The couple had been planning to continue renting an apartment in Baltimore County. But they realized that, thanks to the historic credit, their monthly payments would be about the same if they bought the restored rowhouse. He felt confident after getting a worksheet from the state that put the tax break in writing.
The first two years, their tax bill was a relatively low $1,000. Then came this year's bill: $3,000. This is the third year of the credit, so they expect to pay $16,000 more than anticipated through 2021.
Canton real estate agent Andrew Lehr, who sold the Eckards their rowhouse, often works with developers to market rehabbed homes and says the historic credit is a major selling point. Under the program, the full value of approved home renovations goes untaxed by the city for 10 years.
Lehr said he routinely made a point of getting proper documentation from the state assessments agency so he could accurately market the projected savings. "Buyers bought based on that," he said.
In 2008 Stephanie and Greg Pezzo worked with Lehr to buy their home, an end unit on Linwood Avenue in Canton that a developer had transformed from an eyesore to a knockout.

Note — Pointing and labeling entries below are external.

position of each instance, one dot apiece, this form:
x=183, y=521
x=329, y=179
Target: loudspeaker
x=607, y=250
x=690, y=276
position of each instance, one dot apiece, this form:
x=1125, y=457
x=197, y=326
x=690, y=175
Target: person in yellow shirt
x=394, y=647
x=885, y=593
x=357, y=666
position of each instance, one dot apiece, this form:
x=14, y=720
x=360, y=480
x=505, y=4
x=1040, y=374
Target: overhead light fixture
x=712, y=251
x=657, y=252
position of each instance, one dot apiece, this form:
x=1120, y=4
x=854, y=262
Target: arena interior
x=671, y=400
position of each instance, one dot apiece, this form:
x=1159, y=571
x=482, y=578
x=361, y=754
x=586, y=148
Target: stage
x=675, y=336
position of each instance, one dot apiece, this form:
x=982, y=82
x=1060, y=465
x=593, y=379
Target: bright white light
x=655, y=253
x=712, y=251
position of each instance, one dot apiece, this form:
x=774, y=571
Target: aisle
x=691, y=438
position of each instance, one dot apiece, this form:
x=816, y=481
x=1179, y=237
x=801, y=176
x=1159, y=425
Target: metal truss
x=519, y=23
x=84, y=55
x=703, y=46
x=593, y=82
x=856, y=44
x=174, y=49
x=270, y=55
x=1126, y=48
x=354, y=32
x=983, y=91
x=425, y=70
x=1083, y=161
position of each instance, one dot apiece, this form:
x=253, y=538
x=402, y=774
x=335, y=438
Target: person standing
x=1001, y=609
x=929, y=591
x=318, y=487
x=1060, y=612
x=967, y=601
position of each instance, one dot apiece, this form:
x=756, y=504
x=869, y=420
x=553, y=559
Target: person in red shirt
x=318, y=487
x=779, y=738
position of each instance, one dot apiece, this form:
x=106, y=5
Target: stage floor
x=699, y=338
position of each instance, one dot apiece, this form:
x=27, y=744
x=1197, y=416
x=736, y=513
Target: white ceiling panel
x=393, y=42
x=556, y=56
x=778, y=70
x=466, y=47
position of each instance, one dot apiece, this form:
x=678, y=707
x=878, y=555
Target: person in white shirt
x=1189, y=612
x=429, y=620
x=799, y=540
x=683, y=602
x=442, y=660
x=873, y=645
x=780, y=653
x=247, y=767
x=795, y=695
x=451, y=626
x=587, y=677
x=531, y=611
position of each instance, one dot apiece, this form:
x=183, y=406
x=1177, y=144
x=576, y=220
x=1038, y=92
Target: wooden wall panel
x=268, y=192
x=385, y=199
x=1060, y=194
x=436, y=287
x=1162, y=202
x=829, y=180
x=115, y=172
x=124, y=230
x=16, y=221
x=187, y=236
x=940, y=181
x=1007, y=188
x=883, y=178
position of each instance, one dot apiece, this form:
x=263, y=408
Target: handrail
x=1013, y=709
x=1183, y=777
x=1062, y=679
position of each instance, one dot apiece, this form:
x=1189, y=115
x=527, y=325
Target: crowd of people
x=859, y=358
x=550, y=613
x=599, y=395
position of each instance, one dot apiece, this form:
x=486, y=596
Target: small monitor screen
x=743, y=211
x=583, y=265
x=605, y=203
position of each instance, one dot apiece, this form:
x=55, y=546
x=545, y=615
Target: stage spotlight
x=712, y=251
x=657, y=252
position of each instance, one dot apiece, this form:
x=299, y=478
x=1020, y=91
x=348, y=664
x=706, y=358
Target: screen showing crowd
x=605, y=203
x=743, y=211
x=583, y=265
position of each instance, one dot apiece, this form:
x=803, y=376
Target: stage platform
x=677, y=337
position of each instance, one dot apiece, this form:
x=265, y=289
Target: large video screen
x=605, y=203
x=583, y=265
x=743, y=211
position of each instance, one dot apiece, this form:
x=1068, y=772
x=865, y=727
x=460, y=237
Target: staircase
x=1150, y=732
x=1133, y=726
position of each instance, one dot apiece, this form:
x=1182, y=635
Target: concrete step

This year their tax bill jumped $1,000, to about $5,860.
"It's almost like we're getting punished for it because someone's calculation was wrong a while ago," said Stephanie Pezzo, who like her husband works for Marriott International in Bethesda.
An extra $1,000 is "not making or breaking us," she said, though with a 2-year-old son and a baby on the way they are increasingly watching their money.
"It definitely goes in the con column of living in the city," she said. "We want to stay in the city. At the same time, I feel like everywhere you turn, the city is making it harder and harder to stay."
The issue of repayment has stirred claims of unfairness from some city owners who were forced to pay back taxes because of problems with a different tax credit program — the homestead credit, which effectively caps annual tax increases regardless of how much a home's assessed value rises.
In recent years, the city has rebilled many homeowners after they were found to be improperly collecting homestead credits on a second home or a rental property. The homestead credit is available only to owner-occupants on their principal residence.
City Finance Director Harry E. Black said last week that the city lacked the legal ability to collect back taxes from owners in the case of the miscalculated historic credits. City Solicitor George Nilson sent an email Tuesday citing several court cases to justify that conclusion.
"For the city to chase after taxpayers a second time where the earlier tax bill was lower than it should have been because of some governmental mistake (here, of SDAT), rather than the fault of the taxpayer simply because it would be useful to have the additional funds, or because some in the press or the public think we should, would be utterly irresponsible," Nilson wrote.
He added, "The law here is settled in Maryland."
Collecting prior year homestead credits is different, he said, because it is rooted in "the failure of the taxpayer to honestly and accurately report or disclose facts about the property subject to taxation (e.g., people claiming two homestead tax credits who were clearly entitled only to one)."
According to Kraft, the miscalculations in the historic renovation credits stemmed from two practices.
He said the state effectively set the pre-renovation assessment too low — by using the price a developer paid, even if it was well below the assessed value at the time of the sale. The effect was to wall off more of the value from taxation when the credit kicked in.
The state also exempted from taxation the value of the renovations as well as any later market-driven appreciation, inflating the credit, Kraft said.
Charles, the state assessments official, acknowledged that such appreciation was improperly exempted. He blamed that on a design flaw in a database program that the city and state created in 2009. Because of the flaw, which wasn't caught until 2011, a home's current assessment — not just the value attributed to the rehab — was automatically used to calculate each year's historic credit
As for using the sale price rather than the assessment as a baseline for the credit, Charles said that was not an error. "It's simply a different way of calculating," he said, and it saved buyers from having to take the time to appeal their assessment.
Depending on the circumstances, Charles said, his agency could retroactively reduce assessments to sync up with purchase prices. That would keep homeowners from seeing a jump in their property tax bills, assuming that was the only issue.
"It would be on a case-by-case basis," he said, noting that he would need the city's approval for such changes.